Polymerase chain reaction (PCR) to amplify MDV DNA and subsequent sequencing identified the junction of TRL/UL, UL/IRL, IRS/US, and US/TRS. The TRL/UL junction is located 192 bp downstream of the last EcoRI site in the TRL region, while the UL/IRL junction is located 192 bp upstream of the first EcoRI restriction enzyme site in the IRL region. The IRS/US junction is located 950 bp downstream of the second EcoRI site in the IRS region, while the US/TRS junction is located 950 bp upstream of the first EcoRI restriction enzyme site in the TRS region. BamHI restriction enzyme mapping of one of the PCR products identified two novel DNA subfragments, BamHI-U2 and -P4, upstream of the US/TRS junction of the MDV genome. Sequencing of the BamHI-D fragment revealed a novel open reading frame (ORF) encoding a 155 amino acid protein. The TRL/UL junction is located in this ORF. The N-terminal 65 amino acids of this protein is homologous to the N-terminal region of the previously reported pp38, which is located in the UL/IRL region. Computer-assisted analysis indicated that both are transmembrane proteins and that they share an antigenic domain.

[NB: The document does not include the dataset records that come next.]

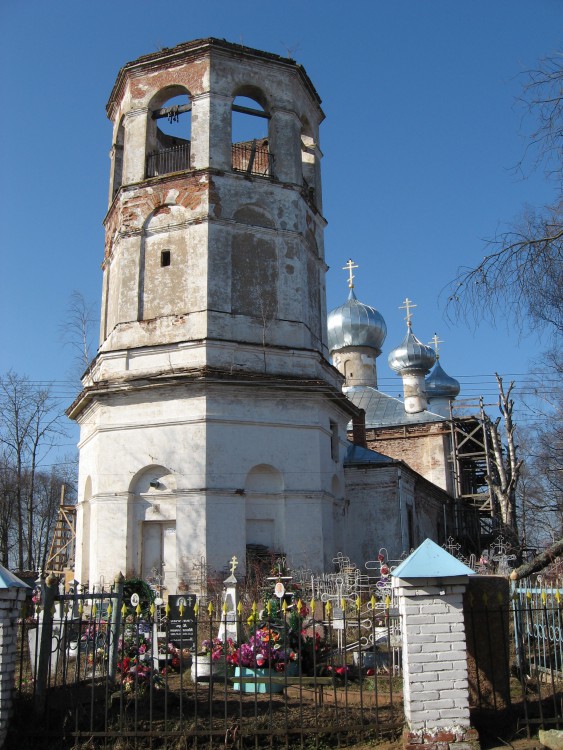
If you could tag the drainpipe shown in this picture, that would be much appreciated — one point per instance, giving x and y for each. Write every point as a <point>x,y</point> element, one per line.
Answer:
<point>400,493</point>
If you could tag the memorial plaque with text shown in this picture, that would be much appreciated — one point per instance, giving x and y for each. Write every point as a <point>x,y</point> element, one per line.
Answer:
<point>182,627</point>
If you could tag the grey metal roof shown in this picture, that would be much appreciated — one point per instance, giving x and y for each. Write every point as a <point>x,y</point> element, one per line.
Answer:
<point>385,411</point>
<point>411,355</point>
<point>439,383</point>
<point>431,561</point>
<point>355,324</point>
<point>9,580</point>
<point>356,454</point>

Alterations in DNA sequence and RNA transcription of the Bam HI-H fragment accompany attenuation of oncogenic Marek's disease herpesvirus

The nucleotide sequences of the BamHI-H fragment of the HPRS16 strain of Marek's disease virus (MDV) and of its attenuated derivative HPRS16/att have been determined. The results show that in addition to the tandem expansion of a 132 bp sequence from two copies in HPRS16 virus to eight copies in HPRS16/att, nucleotide substitutions, deletions, and insertions were also noted. Several potential open reading frames (ORFs) were identified. One of these (ORF 13) encoded a deduced protein, mol wt 32 kD, which is likely to be the serotype-1 specific phosphoprotein expressed in tumours (1) and mapped to an EcoRI fragment within BamHI-H (2). Our results suggest that this ORF is unlikely to be the B antigen (3). ORF 4, which had some similarity to CD4 and immunoglobulin M heavy chain, was encoded by a transcript that originated within the first copy of the 132 bp repeat. ORF 21, which mapped entirely within UL, encoded a deduced protein at least 322 amino acids long that had some similarity to varicella zoster virus (VZV) alpha trans-inducing protein. None of these ORFs was altered significantly by attenuation, except ORF 4 and another small ORF (ORF 3), 5' of the 132 bp repeats, which would probably fail to be transcribed because of truncation of an RNA transcript.

Comparison of indirect immunofluorescence (IF) test with enzyme-linked immunosorbent assay (ELISA) in screening of hybridomas to very virulent Marek's disease virus

For identifying virus-specific antigens of Marek's disease virus (MDV), monoclonal antibodies (MAbs) against strain Md5 of serotype 1, which is known to be a very virulent MDV (vvMDV), were isolated. Fifty-eight hybridoma clones that secreted MAbs against vvMDV were obtained. Of these MAbs, 36 gave positive reactions in an immunofluorescence (IF) test, and 22 gave positive reactions on enzyme-linked immunosorbent assay (ELISA). None of these MAbs gave positive reactions in both the IF test and ELISA. Of the MAbs that gave positive reactions in the IF test, 33 clones reacted with MDV1-specific epitopes, the other three reacting with MDV1-HVT intertypic epitopes. None of the clones reacted with MDV1-MDV2 intertypic epitopes. Three virus-specific polypeptides were identified by radioimmunoprecipitation and sodium dodecyl sulfate-polyacrylamide gel electrophoresis (SDS-PAGE) or immunoblotting. These polypeptides were recognized by 12 MAbs giving positive reactions by IF, but by none of those giving positive reactions by ELISA. In addition, size heterogeneity of the MDV1-specific phosphorylated polypeptides in the MDV1 strains was shown using the MAbs against Md5.